The system ANEF uses to register non-EU spouses of EU nationals is quite new, and still buggy. Applications can be lost. Ours was sent to the wrong office, and not processed for some time.

The prefectures and sub-prefectures also take quite long to process things. They aim to finish in three months, but the average is typically much higher. If you check your prefecture, they may have published their average delays for recent years. Ours was around five months.

You may not have the ability to directly check on any of these things. ANEF told us they had no information, the prefecture told us they couldn’t answer our questions. We had to go through a variety of aid organizations to get any information at all.

The prefectures might ask you for documents you don’t actually need. They might want you to certify your marriage in your spouse’s home country if it was made elsewhere, or apostilled if your country does the apostille.

They might also give you a residence card that only lasts one year, instead of five, or charge you to pick it up, when they’re not supposed to.

Is it possible you get processed quickly and correctly? Yes, it’s possible. Some people do get the attestation de prolongation immediately, and not after five months. We had friends who were processed in two months, getting the card in three…after applying some political pressure behind the scenes, in a well-rated prefecture.

(Check your prefecture or sub-prefecture on Google maps, they have star ratings!)

Of the steps above, it took five months for us to get to step 4. We got up to step 6. before we gave up and left the country.

If you don’t want to do that, you need another approach.

What you should actually do

Talk to people in France, and they’ll be confused by all this. Most of them think you have to go through a very different process, one where you get a long-stay visa before entering the country, which explicitly gives the right to work.

That’s because that is actually the official process…for spouses of French people. EU Countries are allowed to have different immigration rules for their own citizens’ spouses from the general rules, and France does.
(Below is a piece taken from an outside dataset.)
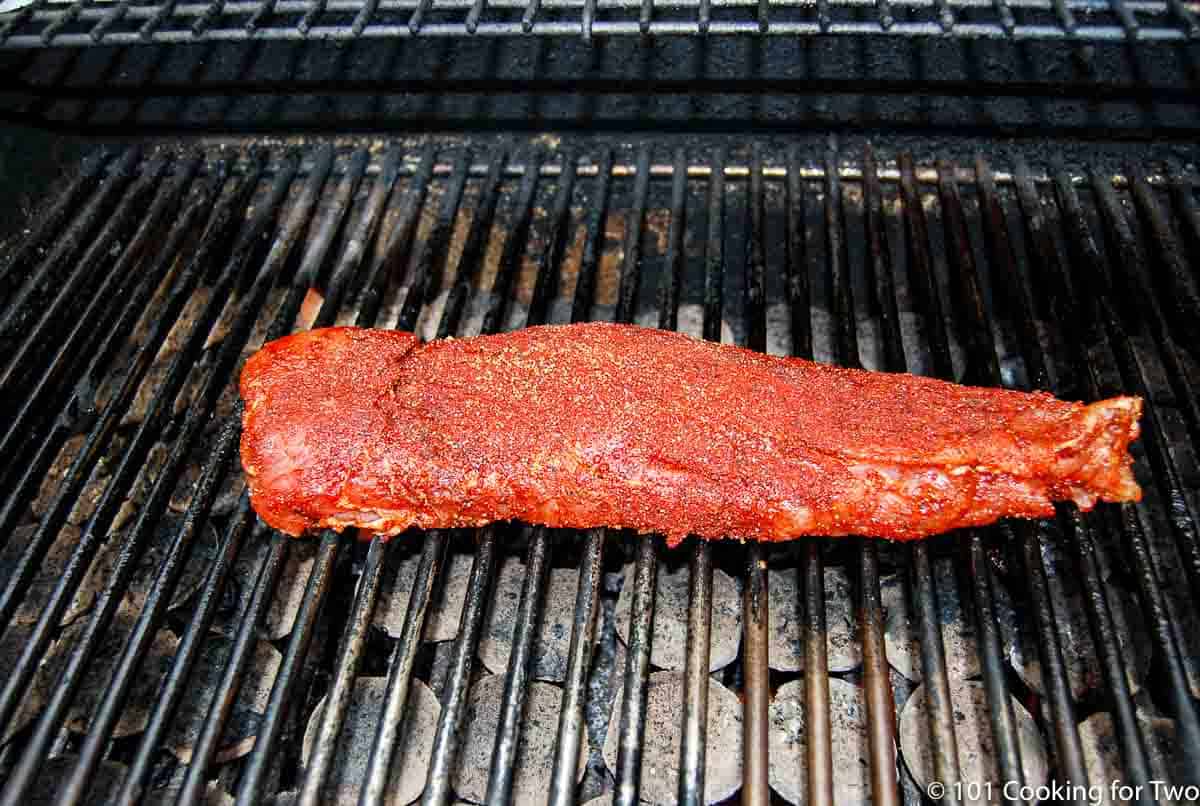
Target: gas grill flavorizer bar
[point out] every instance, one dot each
(375, 235)
(87, 23)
Most bureaucrats you run into in France, and many employers, will assume you are supposed to get a long-stay visa, and that if you didn’t you’re doing something wrong. In particular, the bureaucrats in charge of registering you for health coverage will often assume this, so until you get your residence card you may need to pay full price for your healthcare.

Here’s the thing, though: why not get a long-stay visa?

This is a visa called type D. These visas cost money, they aren’t generally free. You can’t always get one: while the embassy is required by EU law to give you a short-stay visa, they aren’t required to give you a long-stay visa.

But long stay visas can explicitly give the right to work. They don’t expire in three months, before most prefectures will have processed your files. And they are what most French people expect you to have.

So that’s our advice. If you really want to move to France with your EU spouse, and you’re not an EU citizen yourself…then don’t go until you have a type D, long-stay, VLS-TS visa.

It’s not what you’re supposed to do. But until the system changes, it could save you five months of pain.